Fig. 6 is a schematic diagram of a table file according to the second embodiment of the present invention, where, as shown in fig. 6, a Sheet of a work Sheet includes two tables, and through the above steps, the structural information of the tables can be extracted. Fig. 7 is a schematic diagram of structured information according to a second embodiment of the present invention, where the structured information includes the extracted results, such as a table title, a table type, a worksheet name, etc., as shown in fig. 7.

2. Form search

FIG. 8 is a flowchart of a search provided according to a second embodiment of the present invention, as shown in FIG. 8, after a user inputs a query, if the query includes a keyword or a condition, the electronic device according to the embodiment of the present invention may combine search terms based on the query, and search a table based on structured information stored in a database; after the search is completed, the table may be sorted or a chart may be generated. The embodiment of the invention designs three search scenes, including keyword search based on table contents, such as table contents, file names, sheet names and the like, wherein the results are displayed in a table form, and the matched parts are highlighted.

The method can also comprise conditional search based on table contents, namely, a table can be searched through the conditional, when a user inputs a column name, the corresponding column name is automatically prompted based on the input contents, the searched result is a table meeting the condition and a keyword searching result, and the condition item is highlighted in the returned preview table (namely, if the search statement is a keyword search statement or a conditional search statement, a valid table containing the searched result is displayed according to the structured information, and the searching result is highlighted).

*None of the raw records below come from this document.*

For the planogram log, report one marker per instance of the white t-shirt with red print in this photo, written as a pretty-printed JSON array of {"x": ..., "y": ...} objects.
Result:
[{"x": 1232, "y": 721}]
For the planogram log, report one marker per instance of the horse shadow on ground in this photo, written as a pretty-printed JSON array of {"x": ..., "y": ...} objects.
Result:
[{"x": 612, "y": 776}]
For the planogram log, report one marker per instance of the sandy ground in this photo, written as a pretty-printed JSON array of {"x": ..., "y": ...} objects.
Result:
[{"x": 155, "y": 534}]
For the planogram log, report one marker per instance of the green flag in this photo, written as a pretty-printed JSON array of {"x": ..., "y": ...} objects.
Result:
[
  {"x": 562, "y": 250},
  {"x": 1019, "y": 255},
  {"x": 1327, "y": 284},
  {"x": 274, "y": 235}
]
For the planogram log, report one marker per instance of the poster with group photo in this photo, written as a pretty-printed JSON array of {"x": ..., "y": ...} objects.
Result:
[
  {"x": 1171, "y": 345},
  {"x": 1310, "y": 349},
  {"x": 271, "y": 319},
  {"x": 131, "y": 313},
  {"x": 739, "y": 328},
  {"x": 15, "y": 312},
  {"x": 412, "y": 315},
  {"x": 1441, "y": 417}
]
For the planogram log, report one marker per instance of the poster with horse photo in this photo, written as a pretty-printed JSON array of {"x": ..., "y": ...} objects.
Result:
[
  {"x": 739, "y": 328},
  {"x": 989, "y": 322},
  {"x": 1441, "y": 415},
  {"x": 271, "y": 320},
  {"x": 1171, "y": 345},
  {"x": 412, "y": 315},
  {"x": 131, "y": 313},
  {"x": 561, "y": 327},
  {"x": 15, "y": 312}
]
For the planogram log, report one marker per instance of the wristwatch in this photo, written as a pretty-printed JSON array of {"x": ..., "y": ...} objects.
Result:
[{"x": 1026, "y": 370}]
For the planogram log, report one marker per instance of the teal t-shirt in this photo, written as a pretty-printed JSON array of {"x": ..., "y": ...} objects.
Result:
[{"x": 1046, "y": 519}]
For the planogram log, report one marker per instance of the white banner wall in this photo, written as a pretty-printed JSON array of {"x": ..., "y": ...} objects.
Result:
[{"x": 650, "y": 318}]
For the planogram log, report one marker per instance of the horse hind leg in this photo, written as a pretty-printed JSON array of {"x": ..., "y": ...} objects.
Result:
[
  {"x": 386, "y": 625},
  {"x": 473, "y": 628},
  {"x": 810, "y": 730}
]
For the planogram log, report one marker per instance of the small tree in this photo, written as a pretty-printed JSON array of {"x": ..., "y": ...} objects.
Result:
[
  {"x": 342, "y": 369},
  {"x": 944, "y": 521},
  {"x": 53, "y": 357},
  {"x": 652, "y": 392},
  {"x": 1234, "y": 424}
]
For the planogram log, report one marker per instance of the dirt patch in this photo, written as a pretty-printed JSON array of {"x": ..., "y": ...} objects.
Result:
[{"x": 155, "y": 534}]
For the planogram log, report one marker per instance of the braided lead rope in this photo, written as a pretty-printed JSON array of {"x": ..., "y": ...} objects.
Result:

And the method can also comprise a scene of converting the search result into a statistical chart, for example, simple statistical calculation such as counting, summing, averaging, maximum value calculating, minimum value calculating and the like can be performed at the same time of searching, and the chart is generated (namely, if the search statement is a statistical calculation statement, the search result obtained by searching is displayed in the form of the chart).

Claims

1. A search method, comprising:

2. The method of claim 1, wherein the obtaining the structured information of the table file comprises:

3. The method of claim 2, wherein determining the cell category corresponding to each cell in the table file comprises:

4. The method of claim 3, wherein determining the feature vector for each cell in the table file comprises:

converting the basic attribute into a feature vector.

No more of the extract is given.